I am asked to prove Cauchy-Schwarz inequality without using the cosine rule of the angle between u and v.
So this is my question:
Assume that $v\ne0$ and let $p$ be the projection of $u$ onto the subspace $V = \operatorname{span}\{v\}$. Prove that $$(u · v)^2 = \|u\|^2\|v\|^2 − \|u − p\|^2\|v\|^2.$$
Can anyone help me with this question? i look through the internet but none has specific topics on the projection onto a subspace using Cauchy-Schwarz inequality.
On
The definition of the projection of $\mathbf u$ onto $\mathbf v$ is $$ \mathbf p = \frac{\mathbf u \boldsymbol{\cdot} \mathbf v}{\mathbf v \boldsymbol{\cdot} \mathbf v} \mathbf v = \frac{\mathbf u \boldsymbol{\cdot} \mathbf v}{\|\mathbf v\|^2} \mathbf v. $$ From here, the identity you're trying to show follows from algebraic manipulation, but it can be hard to get there if you just stumble around blindly.

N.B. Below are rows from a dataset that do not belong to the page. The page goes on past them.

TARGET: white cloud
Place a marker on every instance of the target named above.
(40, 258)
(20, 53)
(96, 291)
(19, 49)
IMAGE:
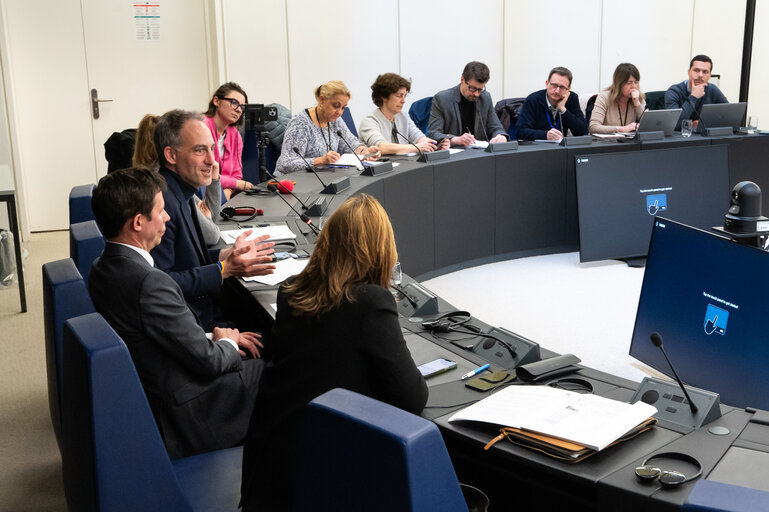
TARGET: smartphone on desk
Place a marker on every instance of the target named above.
(436, 367)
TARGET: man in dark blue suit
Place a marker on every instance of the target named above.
(185, 153)
(201, 390)
(551, 113)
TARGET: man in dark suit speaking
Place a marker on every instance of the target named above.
(200, 390)
(186, 154)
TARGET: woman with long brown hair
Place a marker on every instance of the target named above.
(336, 326)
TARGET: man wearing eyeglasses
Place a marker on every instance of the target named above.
(551, 113)
(185, 150)
(690, 95)
(465, 113)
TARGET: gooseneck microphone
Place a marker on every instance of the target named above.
(334, 187)
(339, 134)
(395, 129)
(310, 167)
(657, 342)
(316, 210)
(303, 216)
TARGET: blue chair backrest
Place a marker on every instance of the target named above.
(358, 453)
(419, 112)
(86, 243)
(711, 496)
(347, 117)
(80, 204)
(113, 457)
(65, 296)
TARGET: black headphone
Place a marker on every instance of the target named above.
(447, 321)
(228, 212)
(668, 479)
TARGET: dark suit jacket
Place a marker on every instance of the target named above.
(358, 346)
(200, 391)
(533, 119)
(445, 118)
(183, 254)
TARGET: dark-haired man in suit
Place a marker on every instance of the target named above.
(200, 390)
(185, 151)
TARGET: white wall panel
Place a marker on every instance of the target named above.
(758, 103)
(256, 49)
(343, 40)
(438, 39)
(718, 32)
(542, 35)
(655, 35)
(48, 75)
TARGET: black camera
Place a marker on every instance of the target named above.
(257, 116)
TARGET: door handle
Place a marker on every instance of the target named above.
(95, 103)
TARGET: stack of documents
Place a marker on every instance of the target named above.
(563, 424)
(276, 232)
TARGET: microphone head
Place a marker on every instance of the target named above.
(285, 186)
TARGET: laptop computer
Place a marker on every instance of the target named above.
(715, 115)
(660, 121)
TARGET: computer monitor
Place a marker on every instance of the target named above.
(618, 195)
(707, 297)
(715, 115)
(660, 121)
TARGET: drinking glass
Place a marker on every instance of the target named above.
(687, 126)
(752, 124)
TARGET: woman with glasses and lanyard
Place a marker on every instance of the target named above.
(318, 135)
(387, 127)
(224, 115)
(620, 106)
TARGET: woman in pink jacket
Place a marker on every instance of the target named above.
(224, 115)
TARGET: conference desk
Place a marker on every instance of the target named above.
(482, 207)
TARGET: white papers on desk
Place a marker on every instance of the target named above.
(590, 420)
(283, 270)
(276, 232)
(348, 159)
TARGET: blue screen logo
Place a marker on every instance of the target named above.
(656, 203)
(715, 320)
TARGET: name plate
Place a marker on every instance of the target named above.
(434, 155)
(511, 145)
(577, 140)
(337, 186)
(376, 168)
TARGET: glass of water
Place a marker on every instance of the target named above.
(687, 127)
(752, 124)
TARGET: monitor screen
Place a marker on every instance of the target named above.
(707, 297)
(618, 195)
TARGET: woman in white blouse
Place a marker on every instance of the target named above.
(387, 127)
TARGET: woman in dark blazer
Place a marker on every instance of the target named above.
(336, 326)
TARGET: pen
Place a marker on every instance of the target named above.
(475, 372)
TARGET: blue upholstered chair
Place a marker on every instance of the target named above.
(358, 453)
(80, 204)
(113, 457)
(710, 496)
(86, 243)
(65, 296)
(419, 112)
(347, 117)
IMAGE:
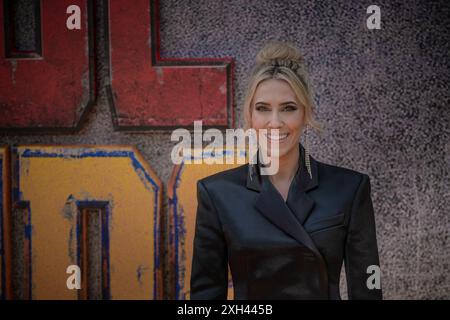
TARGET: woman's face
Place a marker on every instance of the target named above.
(275, 106)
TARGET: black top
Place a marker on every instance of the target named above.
(284, 250)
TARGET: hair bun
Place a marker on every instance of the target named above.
(275, 52)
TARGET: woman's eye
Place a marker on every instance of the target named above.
(290, 108)
(261, 108)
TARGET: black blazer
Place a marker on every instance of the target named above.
(284, 250)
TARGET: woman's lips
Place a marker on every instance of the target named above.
(280, 137)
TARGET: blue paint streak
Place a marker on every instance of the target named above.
(178, 285)
(28, 153)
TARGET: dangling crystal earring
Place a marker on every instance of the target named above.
(307, 159)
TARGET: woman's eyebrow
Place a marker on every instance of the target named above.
(281, 104)
(288, 102)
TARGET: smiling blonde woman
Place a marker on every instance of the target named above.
(287, 235)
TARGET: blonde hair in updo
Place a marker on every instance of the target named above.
(280, 60)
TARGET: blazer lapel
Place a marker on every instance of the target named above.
(289, 216)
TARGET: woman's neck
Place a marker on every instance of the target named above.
(288, 166)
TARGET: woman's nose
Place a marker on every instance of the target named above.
(275, 121)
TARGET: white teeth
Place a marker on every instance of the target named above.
(280, 137)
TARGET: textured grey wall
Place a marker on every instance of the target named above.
(383, 96)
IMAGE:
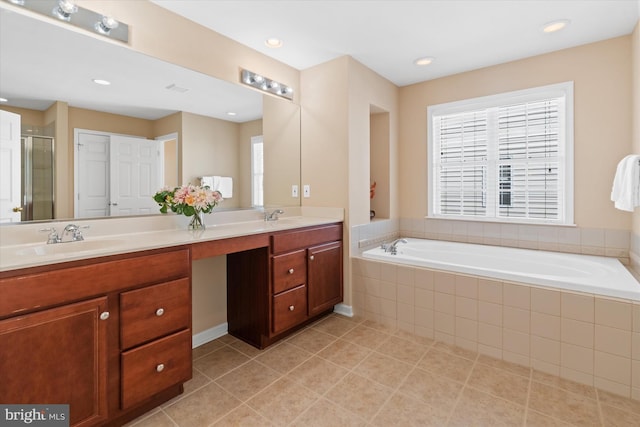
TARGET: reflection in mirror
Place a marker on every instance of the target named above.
(187, 113)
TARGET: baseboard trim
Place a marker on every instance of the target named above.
(209, 335)
(345, 310)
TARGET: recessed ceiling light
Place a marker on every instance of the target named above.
(273, 42)
(554, 26)
(424, 61)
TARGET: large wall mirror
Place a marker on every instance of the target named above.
(203, 126)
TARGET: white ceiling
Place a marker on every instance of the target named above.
(42, 62)
(387, 36)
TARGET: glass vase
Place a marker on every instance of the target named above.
(197, 221)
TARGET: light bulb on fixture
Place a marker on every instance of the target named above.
(266, 85)
(106, 24)
(64, 10)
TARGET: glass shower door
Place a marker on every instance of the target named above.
(37, 177)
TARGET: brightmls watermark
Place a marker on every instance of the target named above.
(35, 415)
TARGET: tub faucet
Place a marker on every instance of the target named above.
(273, 216)
(392, 247)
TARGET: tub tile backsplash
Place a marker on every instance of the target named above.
(580, 240)
(581, 337)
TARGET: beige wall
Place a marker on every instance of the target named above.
(379, 164)
(336, 114)
(247, 130)
(635, 73)
(162, 34)
(210, 147)
(27, 117)
(281, 131)
(601, 73)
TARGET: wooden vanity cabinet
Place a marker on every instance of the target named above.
(303, 281)
(58, 355)
(109, 336)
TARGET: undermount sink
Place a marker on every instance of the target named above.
(69, 247)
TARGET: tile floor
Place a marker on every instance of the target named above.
(343, 372)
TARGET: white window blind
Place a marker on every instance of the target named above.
(503, 158)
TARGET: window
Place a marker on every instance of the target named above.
(506, 157)
(257, 171)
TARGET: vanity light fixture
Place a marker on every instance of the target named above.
(266, 85)
(424, 61)
(64, 10)
(555, 26)
(106, 24)
(273, 42)
(80, 17)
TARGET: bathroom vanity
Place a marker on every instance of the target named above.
(111, 335)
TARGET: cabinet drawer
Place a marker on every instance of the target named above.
(289, 270)
(292, 240)
(153, 367)
(289, 308)
(154, 311)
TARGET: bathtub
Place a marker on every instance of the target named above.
(582, 273)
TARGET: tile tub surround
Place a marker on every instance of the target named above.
(581, 337)
(351, 372)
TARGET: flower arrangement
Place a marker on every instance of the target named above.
(188, 200)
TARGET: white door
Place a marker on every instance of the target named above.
(134, 175)
(10, 186)
(92, 175)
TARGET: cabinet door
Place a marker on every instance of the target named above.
(324, 277)
(57, 356)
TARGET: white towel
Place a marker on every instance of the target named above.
(626, 184)
(223, 184)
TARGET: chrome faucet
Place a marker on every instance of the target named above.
(392, 247)
(76, 233)
(53, 236)
(273, 216)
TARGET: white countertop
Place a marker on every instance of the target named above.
(17, 254)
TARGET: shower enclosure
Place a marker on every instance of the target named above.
(37, 177)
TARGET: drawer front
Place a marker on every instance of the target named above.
(289, 270)
(153, 367)
(292, 240)
(25, 292)
(154, 311)
(289, 308)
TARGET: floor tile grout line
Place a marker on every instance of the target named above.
(460, 393)
(400, 383)
(526, 402)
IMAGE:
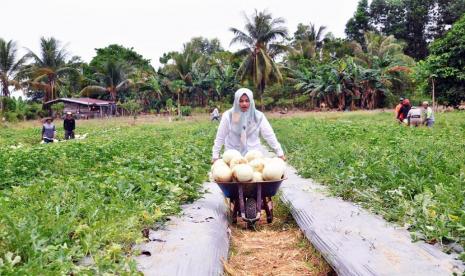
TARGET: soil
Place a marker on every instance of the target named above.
(279, 248)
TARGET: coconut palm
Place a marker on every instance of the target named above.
(9, 67)
(262, 31)
(384, 64)
(50, 67)
(311, 34)
(112, 78)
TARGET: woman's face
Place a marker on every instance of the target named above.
(244, 103)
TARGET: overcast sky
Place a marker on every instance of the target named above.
(153, 27)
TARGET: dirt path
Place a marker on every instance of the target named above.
(278, 248)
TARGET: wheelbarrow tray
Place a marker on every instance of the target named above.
(231, 189)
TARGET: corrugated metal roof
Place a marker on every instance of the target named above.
(83, 101)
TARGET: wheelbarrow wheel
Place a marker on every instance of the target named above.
(250, 208)
(251, 211)
(233, 211)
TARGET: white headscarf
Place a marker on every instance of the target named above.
(244, 123)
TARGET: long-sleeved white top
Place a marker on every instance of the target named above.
(226, 137)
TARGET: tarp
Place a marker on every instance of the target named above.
(191, 244)
(357, 242)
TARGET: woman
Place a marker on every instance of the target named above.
(48, 131)
(241, 126)
(403, 112)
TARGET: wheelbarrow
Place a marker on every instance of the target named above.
(248, 199)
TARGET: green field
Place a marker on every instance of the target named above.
(63, 201)
(412, 176)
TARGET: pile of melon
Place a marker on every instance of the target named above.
(252, 167)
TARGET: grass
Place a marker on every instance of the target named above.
(412, 176)
(65, 201)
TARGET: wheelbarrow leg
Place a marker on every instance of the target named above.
(259, 201)
(234, 210)
(268, 205)
(241, 200)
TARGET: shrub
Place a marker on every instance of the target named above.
(10, 116)
(186, 110)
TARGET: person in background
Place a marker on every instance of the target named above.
(428, 115)
(398, 106)
(414, 116)
(403, 112)
(69, 124)
(48, 130)
(215, 115)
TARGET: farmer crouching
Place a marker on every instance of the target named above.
(241, 126)
(428, 115)
(414, 116)
(69, 124)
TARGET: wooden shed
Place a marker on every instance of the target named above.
(85, 107)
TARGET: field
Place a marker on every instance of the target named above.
(412, 176)
(64, 201)
(93, 197)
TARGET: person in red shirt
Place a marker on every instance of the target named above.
(398, 107)
(403, 112)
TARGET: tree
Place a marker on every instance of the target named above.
(49, 68)
(9, 67)
(384, 64)
(359, 23)
(310, 33)
(446, 64)
(111, 79)
(133, 108)
(117, 54)
(417, 22)
(262, 33)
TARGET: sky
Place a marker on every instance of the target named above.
(153, 27)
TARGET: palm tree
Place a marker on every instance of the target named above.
(384, 64)
(111, 79)
(311, 34)
(50, 67)
(9, 67)
(261, 33)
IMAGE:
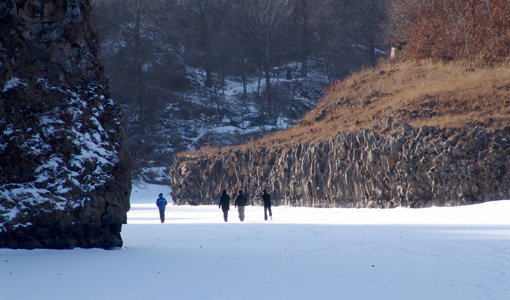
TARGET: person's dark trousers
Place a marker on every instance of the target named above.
(162, 215)
(266, 208)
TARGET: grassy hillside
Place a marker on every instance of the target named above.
(424, 93)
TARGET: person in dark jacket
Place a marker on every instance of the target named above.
(267, 205)
(161, 203)
(240, 204)
(224, 204)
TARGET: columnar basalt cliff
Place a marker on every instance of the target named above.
(414, 167)
(63, 180)
(412, 135)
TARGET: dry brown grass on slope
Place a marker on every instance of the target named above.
(424, 93)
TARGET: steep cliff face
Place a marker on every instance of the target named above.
(398, 135)
(63, 183)
(410, 167)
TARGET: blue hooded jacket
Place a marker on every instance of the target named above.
(161, 202)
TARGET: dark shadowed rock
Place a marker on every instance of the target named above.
(412, 167)
(63, 180)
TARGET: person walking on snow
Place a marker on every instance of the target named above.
(161, 203)
(267, 205)
(240, 204)
(224, 204)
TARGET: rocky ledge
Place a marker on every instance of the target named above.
(63, 178)
(398, 166)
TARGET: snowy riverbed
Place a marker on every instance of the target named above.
(304, 253)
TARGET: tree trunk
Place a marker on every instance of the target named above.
(139, 65)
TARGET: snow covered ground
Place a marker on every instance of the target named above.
(304, 253)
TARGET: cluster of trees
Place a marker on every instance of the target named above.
(152, 48)
(232, 38)
(477, 31)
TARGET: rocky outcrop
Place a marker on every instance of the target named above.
(411, 167)
(63, 179)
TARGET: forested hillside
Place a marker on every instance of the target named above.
(429, 127)
(220, 72)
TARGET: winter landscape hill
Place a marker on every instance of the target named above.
(400, 134)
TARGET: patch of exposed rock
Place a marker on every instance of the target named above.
(411, 167)
(63, 182)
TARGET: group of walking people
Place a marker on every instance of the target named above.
(240, 204)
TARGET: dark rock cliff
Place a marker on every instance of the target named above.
(63, 180)
(412, 167)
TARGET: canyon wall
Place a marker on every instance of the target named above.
(397, 166)
(63, 177)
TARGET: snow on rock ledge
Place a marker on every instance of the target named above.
(63, 179)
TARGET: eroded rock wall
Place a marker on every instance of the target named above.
(411, 167)
(63, 179)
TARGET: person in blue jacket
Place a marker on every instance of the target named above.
(161, 203)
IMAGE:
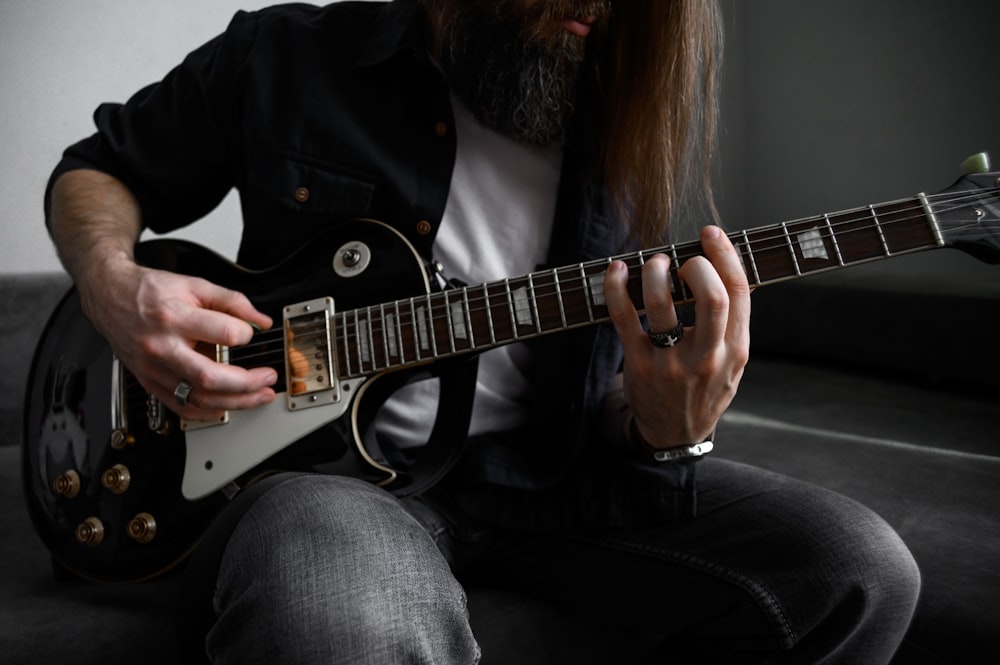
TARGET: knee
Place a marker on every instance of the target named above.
(325, 569)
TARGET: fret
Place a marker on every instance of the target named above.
(387, 333)
(429, 325)
(587, 294)
(489, 314)
(343, 338)
(833, 240)
(791, 249)
(559, 298)
(510, 307)
(931, 219)
(749, 254)
(907, 226)
(468, 318)
(360, 340)
(878, 227)
(453, 333)
(533, 302)
(370, 330)
(419, 329)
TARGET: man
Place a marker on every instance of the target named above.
(496, 137)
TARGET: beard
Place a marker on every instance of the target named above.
(515, 67)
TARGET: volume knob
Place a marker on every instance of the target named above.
(68, 484)
(90, 532)
(116, 479)
(142, 528)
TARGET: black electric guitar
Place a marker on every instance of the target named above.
(120, 489)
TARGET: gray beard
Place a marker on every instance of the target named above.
(521, 88)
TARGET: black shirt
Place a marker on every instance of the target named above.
(320, 115)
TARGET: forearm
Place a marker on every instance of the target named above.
(95, 222)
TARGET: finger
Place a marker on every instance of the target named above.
(202, 404)
(727, 261)
(221, 379)
(227, 316)
(711, 301)
(621, 309)
(661, 314)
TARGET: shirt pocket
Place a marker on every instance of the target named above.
(311, 186)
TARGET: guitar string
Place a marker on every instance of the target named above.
(375, 333)
(755, 247)
(864, 215)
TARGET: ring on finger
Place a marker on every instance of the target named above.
(182, 392)
(668, 339)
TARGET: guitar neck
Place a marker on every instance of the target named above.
(476, 318)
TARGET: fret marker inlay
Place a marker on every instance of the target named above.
(811, 244)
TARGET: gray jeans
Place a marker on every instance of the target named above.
(324, 569)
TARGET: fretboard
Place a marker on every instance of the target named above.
(476, 318)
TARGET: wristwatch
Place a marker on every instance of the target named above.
(691, 452)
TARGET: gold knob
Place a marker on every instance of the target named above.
(91, 532)
(116, 479)
(67, 484)
(121, 439)
(142, 528)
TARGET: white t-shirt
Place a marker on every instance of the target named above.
(497, 223)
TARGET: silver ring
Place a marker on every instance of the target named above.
(182, 392)
(667, 339)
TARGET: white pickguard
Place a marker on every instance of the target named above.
(219, 454)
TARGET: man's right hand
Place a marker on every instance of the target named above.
(156, 322)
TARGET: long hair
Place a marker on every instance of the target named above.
(657, 82)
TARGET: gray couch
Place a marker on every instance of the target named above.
(876, 382)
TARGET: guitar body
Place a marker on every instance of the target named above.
(103, 483)
(121, 490)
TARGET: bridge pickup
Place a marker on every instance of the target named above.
(310, 363)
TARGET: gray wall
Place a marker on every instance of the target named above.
(827, 105)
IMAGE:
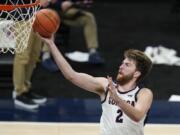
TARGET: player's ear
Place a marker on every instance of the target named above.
(137, 74)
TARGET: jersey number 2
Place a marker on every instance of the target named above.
(119, 118)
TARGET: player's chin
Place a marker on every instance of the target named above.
(119, 76)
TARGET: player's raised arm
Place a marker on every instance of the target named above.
(84, 81)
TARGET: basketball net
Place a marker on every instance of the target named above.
(16, 20)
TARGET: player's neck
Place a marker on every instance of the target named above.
(126, 87)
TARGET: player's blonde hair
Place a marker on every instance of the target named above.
(143, 63)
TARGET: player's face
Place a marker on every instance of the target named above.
(126, 71)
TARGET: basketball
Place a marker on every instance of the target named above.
(46, 23)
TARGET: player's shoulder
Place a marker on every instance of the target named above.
(146, 91)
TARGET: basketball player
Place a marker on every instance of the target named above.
(124, 104)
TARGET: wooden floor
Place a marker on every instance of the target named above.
(29, 128)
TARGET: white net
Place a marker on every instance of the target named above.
(16, 20)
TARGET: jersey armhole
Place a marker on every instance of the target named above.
(106, 93)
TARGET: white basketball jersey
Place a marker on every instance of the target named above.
(114, 121)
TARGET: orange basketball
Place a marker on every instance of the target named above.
(46, 23)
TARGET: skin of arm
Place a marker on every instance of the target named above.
(137, 112)
(82, 80)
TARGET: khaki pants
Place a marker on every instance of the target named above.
(24, 64)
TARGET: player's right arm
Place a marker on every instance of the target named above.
(82, 80)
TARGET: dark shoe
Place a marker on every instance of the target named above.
(24, 102)
(50, 65)
(95, 58)
(36, 98)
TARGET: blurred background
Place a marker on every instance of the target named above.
(122, 24)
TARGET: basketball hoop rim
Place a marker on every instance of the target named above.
(12, 7)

Begin by verifying that $\mathbf p \boldsymbol{\cdot} \mathbf p = \mathbf p \boldsymbol{\cdot} \mathbf u$ (getting a formula for both in terms of $\mathbf u$ and $\mathbf v$). It follows that $\mathbf p \boldsymbol{\cdot} (\mathbf u - \mathbf p) = 0$, which gives us the Pythagorean theorem identity: $$\|\mathbf u\|^2 = \|\mathbf p\|^2 + \|\mathbf u-\mathbf p\|^2.$$ (Just compute $\|\mathbf u\|^2 = \mathbf u \boldsymbol{\cdot}\mathbf u$, writing $\mathbf u$ as $\mathbf p + (\mathbf u - \mathbf p)$.)
The identity you want is very close to the Pythagorean theorem identity multiplied by $\|\mathbf v\|^2$, with $\|\mathbf p\|^2 = \mathbf p \boldsymbol{\cdot} \mathbf p$ replaced by a value in terms of $\mathbf u$ and $\mathbf v$ you already know.
The point is that $p=\frac{(u\cdot v)}{\|v\|^2}v$. Then \begin{align} \|u-p\|^2 &=\|u\|^2+\|p\|^2-2\,u\cdot p =\|u\|^2+\frac{(u\cdot v)^2}{\|v\|^2}-2\frac{(u\cdot v)^2}{\|v\|^2}\\ \ \\ &=\|u\|^2-\frac{(u\cdot v)^2}{\|v\|^2}. \end{align} So $$ (u\cdot v)^2=\|u\|^2\,\|v\|^2-\|u-p\|^2\,\|v\|^2 $$